Palinism and the Place of Knowledge in America.
Over at the Atlantic, and guest-blogging at Andrew Sullivan's website, Conor Friedersdorf has an intriguing and thoughtful post reacting to a parent's experiment in homeschooling curriculum development for his young highschooler son, named Wes. I have to say, my own contrarian view of homeschooling aside, that I, like Conor, was somewhat envious of the creative, interdisciplinary learning experience that is awaiting this fortunate young highschooler.
In his post, Conor, who admits to being jealous of young Wes, writes:
What strikes me, all these years later, about my lousy but better-than-average high school education is how useful it proved in preparing me for college and the job market. Absent exceptional teachers, an academically competitive high school basically teaches the young how to game the system lots of people call the American meritocracy. It is difficult to describe this skill set precisely, though it certainly includes things like earning good grades in classes you know little if anything about, learning to game standardized tests and exams, employing writerly tricks to obscure the fact that you know nothing of substance about the topic of your five page paper, and understanding which teachers aren't desirous of substance insomuch as they want an ability to fake it on pages where the margins and font are diligently set to their specifications.A fascinating reaction. And I imagine Conor's jealousy of young Wes is shared by many, myself included, whose thirst for "knowledge as something more than a metric to be measured by standardized tests, a means of admission to a selective college or a prerequisite for strategic advancement in the American job market" is burning and insatiable.
Oh to have those youthful years back. As an adult, I understand the preciousness of time, and I sorely regret having wasted any of it simulating rather than gaining knowledge. The experience does inform a suspicion that if we stopped making the overlap between academic skills and life skills a self-fulfilling prophecy, they might overlap less than we imagine. Were that the case, perhaps high schools would rejigger their curriculum to more closely resemble what Alan is attempting: knowledge as something more than a metric to be measured by standardized tests, a means of admission to a selective college or a prerequisite for strategic advancement in the American job market.

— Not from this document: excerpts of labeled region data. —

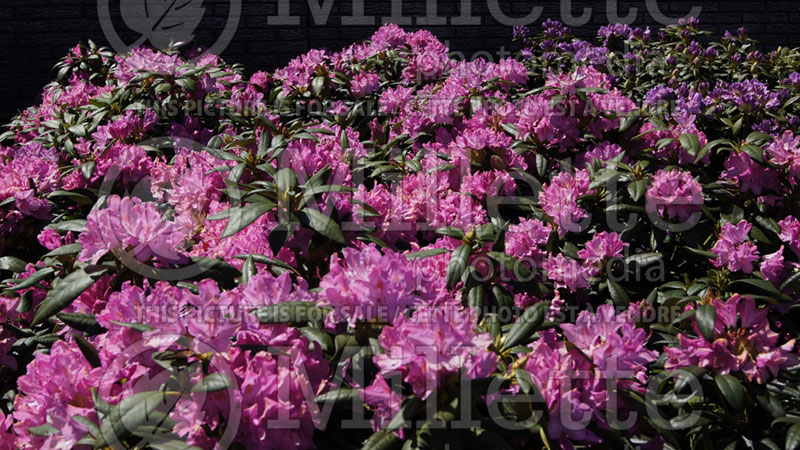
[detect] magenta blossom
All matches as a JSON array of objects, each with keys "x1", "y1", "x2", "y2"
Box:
[
  {"x1": 711, "y1": 220, "x2": 758, "y2": 273},
  {"x1": 78, "y1": 195, "x2": 189, "y2": 264},
  {"x1": 646, "y1": 170, "x2": 703, "y2": 222},
  {"x1": 319, "y1": 244, "x2": 421, "y2": 326},
  {"x1": 539, "y1": 170, "x2": 594, "y2": 236},
  {"x1": 362, "y1": 306, "x2": 498, "y2": 429},
  {"x1": 665, "y1": 294, "x2": 798, "y2": 384}
]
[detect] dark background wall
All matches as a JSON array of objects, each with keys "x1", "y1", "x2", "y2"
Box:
[{"x1": 0, "y1": 0, "x2": 800, "y2": 123}]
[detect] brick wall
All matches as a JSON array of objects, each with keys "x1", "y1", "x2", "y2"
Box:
[{"x1": 0, "y1": 0, "x2": 800, "y2": 123}]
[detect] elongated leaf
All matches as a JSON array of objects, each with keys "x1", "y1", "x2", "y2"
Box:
[
  {"x1": 714, "y1": 375, "x2": 745, "y2": 413},
  {"x1": 97, "y1": 391, "x2": 180, "y2": 447},
  {"x1": 56, "y1": 313, "x2": 103, "y2": 332},
  {"x1": 608, "y1": 279, "x2": 631, "y2": 308},
  {"x1": 502, "y1": 302, "x2": 550, "y2": 350},
  {"x1": 72, "y1": 333, "x2": 102, "y2": 367},
  {"x1": 0, "y1": 256, "x2": 27, "y2": 273},
  {"x1": 695, "y1": 304, "x2": 717, "y2": 342},
  {"x1": 361, "y1": 429, "x2": 403, "y2": 450},
  {"x1": 267, "y1": 223, "x2": 292, "y2": 255},
  {"x1": 314, "y1": 388, "x2": 361, "y2": 404},
  {"x1": 678, "y1": 133, "x2": 700, "y2": 156},
  {"x1": 253, "y1": 302, "x2": 326, "y2": 323},
  {"x1": 221, "y1": 202, "x2": 275, "y2": 238},
  {"x1": 192, "y1": 372, "x2": 233, "y2": 392},
  {"x1": 43, "y1": 242, "x2": 83, "y2": 258},
  {"x1": 302, "y1": 208, "x2": 344, "y2": 244},
  {"x1": 386, "y1": 396, "x2": 423, "y2": 431},
  {"x1": 8, "y1": 267, "x2": 55, "y2": 291},
  {"x1": 447, "y1": 245, "x2": 472, "y2": 287},
  {"x1": 628, "y1": 180, "x2": 647, "y2": 202},
  {"x1": 786, "y1": 423, "x2": 800, "y2": 450},
  {"x1": 47, "y1": 219, "x2": 86, "y2": 233},
  {"x1": 728, "y1": 278, "x2": 791, "y2": 301},
  {"x1": 406, "y1": 248, "x2": 448, "y2": 259},
  {"x1": 275, "y1": 167, "x2": 297, "y2": 192},
  {"x1": 32, "y1": 269, "x2": 105, "y2": 325},
  {"x1": 435, "y1": 227, "x2": 466, "y2": 239},
  {"x1": 488, "y1": 252, "x2": 531, "y2": 280}
]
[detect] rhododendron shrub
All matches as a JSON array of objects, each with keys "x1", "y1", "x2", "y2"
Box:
[{"x1": 0, "y1": 19, "x2": 800, "y2": 449}]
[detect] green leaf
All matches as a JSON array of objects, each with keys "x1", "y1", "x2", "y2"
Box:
[
  {"x1": 311, "y1": 76, "x2": 325, "y2": 95},
  {"x1": 111, "y1": 320, "x2": 155, "y2": 333},
  {"x1": 695, "y1": 304, "x2": 717, "y2": 342},
  {"x1": 406, "y1": 248, "x2": 449, "y2": 260},
  {"x1": 302, "y1": 208, "x2": 345, "y2": 244},
  {"x1": 31, "y1": 269, "x2": 106, "y2": 325},
  {"x1": 628, "y1": 180, "x2": 647, "y2": 202},
  {"x1": 267, "y1": 223, "x2": 292, "y2": 255},
  {"x1": 625, "y1": 252, "x2": 663, "y2": 267},
  {"x1": 47, "y1": 190, "x2": 94, "y2": 205},
  {"x1": 447, "y1": 244, "x2": 472, "y2": 287},
  {"x1": 96, "y1": 391, "x2": 180, "y2": 447},
  {"x1": 72, "y1": 333, "x2": 102, "y2": 367},
  {"x1": 434, "y1": 227, "x2": 466, "y2": 239},
  {"x1": 314, "y1": 388, "x2": 361, "y2": 404},
  {"x1": 220, "y1": 201, "x2": 275, "y2": 238},
  {"x1": 714, "y1": 375, "x2": 744, "y2": 413},
  {"x1": 608, "y1": 279, "x2": 631, "y2": 308},
  {"x1": 0, "y1": 256, "x2": 27, "y2": 273},
  {"x1": 728, "y1": 278, "x2": 792, "y2": 301},
  {"x1": 361, "y1": 429, "x2": 402, "y2": 450},
  {"x1": 514, "y1": 367, "x2": 533, "y2": 394},
  {"x1": 300, "y1": 327, "x2": 335, "y2": 353},
  {"x1": 147, "y1": 440, "x2": 202, "y2": 450},
  {"x1": 192, "y1": 372, "x2": 233, "y2": 392},
  {"x1": 619, "y1": 109, "x2": 642, "y2": 133},
  {"x1": 275, "y1": 167, "x2": 297, "y2": 192},
  {"x1": 488, "y1": 252, "x2": 531, "y2": 280},
  {"x1": 467, "y1": 284, "x2": 486, "y2": 315},
  {"x1": 386, "y1": 396, "x2": 423, "y2": 431},
  {"x1": 47, "y1": 219, "x2": 86, "y2": 233},
  {"x1": 56, "y1": 313, "x2": 103, "y2": 332},
  {"x1": 786, "y1": 423, "x2": 800, "y2": 450},
  {"x1": 253, "y1": 302, "x2": 326, "y2": 323},
  {"x1": 239, "y1": 256, "x2": 257, "y2": 286},
  {"x1": 778, "y1": 272, "x2": 800, "y2": 292},
  {"x1": 8, "y1": 267, "x2": 56, "y2": 291},
  {"x1": 678, "y1": 133, "x2": 700, "y2": 156},
  {"x1": 502, "y1": 302, "x2": 550, "y2": 350},
  {"x1": 42, "y1": 242, "x2": 83, "y2": 258},
  {"x1": 28, "y1": 423, "x2": 59, "y2": 437}
]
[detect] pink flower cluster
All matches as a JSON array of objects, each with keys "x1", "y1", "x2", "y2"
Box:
[
  {"x1": 78, "y1": 195, "x2": 185, "y2": 264},
  {"x1": 665, "y1": 294, "x2": 798, "y2": 383}
]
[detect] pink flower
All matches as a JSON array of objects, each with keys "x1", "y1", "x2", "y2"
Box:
[
  {"x1": 365, "y1": 306, "x2": 498, "y2": 425},
  {"x1": 761, "y1": 245, "x2": 786, "y2": 285},
  {"x1": 506, "y1": 218, "x2": 552, "y2": 264},
  {"x1": 6, "y1": 341, "x2": 103, "y2": 450},
  {"x1": 778, "y1": 216, "x2": 800, "y2": 256},
  {"x1": 539, "y1": 170, "x2": 594, "y2": 236},
  {"x1": 561, "y1": 305, "x2": 658, "y2": 383},
  {"x1": 78, "y1": 195, "x2": 189, "y2": 264},
  {"x1": 542, "y1": 255, "x2": 595, "y2": 292},
  {"x1": 711, "y1": 220, "x2": 758, "y2": 273},
  {"x1": 722, "y1": 152, "x2": 780, "y2": 195},
  {"x1": 319, "y1": 244, "x2": 421, "y2": 326},
  {"x1": 524, "y1": 305, "x2": 658, "y2": 448},
  {"x1": 578, "y1": 231, "x2": 628, "y2": 268},
  {"x1": 665, "y1": 294, "x2": 798, "y2": 384},
  {"x1": 646, "y1": 169, "x2": 703, "y2": 222},
  {"x1": 350, "y1": 72, "x2": 381, "y2": 98},
  {"x1": 764, "y1": 130, "x2": 800, "y2": 184}
]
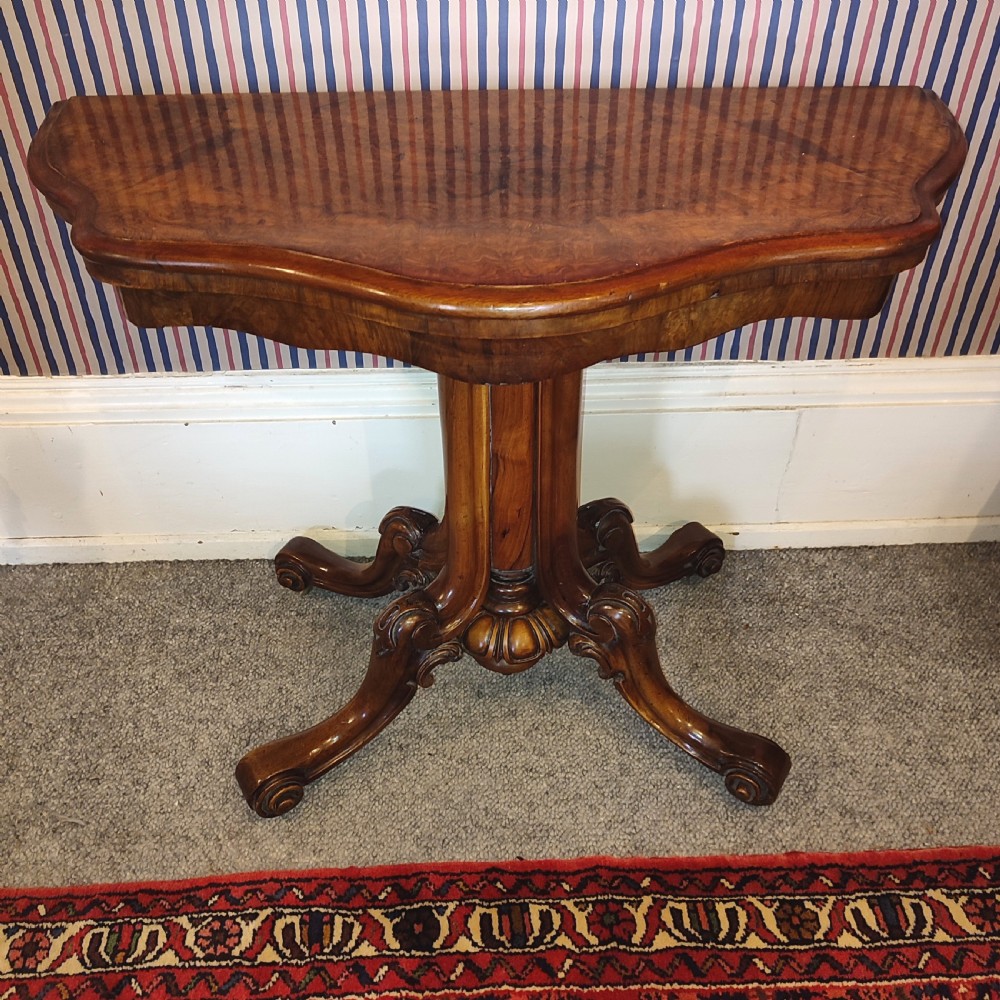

And then I had another epiphany ...
At one level, one would think this disconnect between knowledge and the structural mechanisms that lead to success in Western society are precisely what the Palinite wing of the conservative movement in the U.S. would embrace. But I can't help but think, re-reading exactly what young Wes's curriculum is shaping up to be, that Palinites would recoil violently from such a course of study, considering it to be alien and un-American, and rejecting it as elitist -- simply and only because it develops the critical and integrative capacity of the mind. I am convinced that young Wes would have no place in Sarah Palin's brand of "conservatism." And this realization confirms even more for me that the Palinites are not really anti-establishment and anti-elitist. I'm sure they would be very much at home with a particular kind of "establishment" and a particular type of "elite." Rather, I am reduced to thinking that they are, sadly, anti-intellectual. And that is not a comforting thought.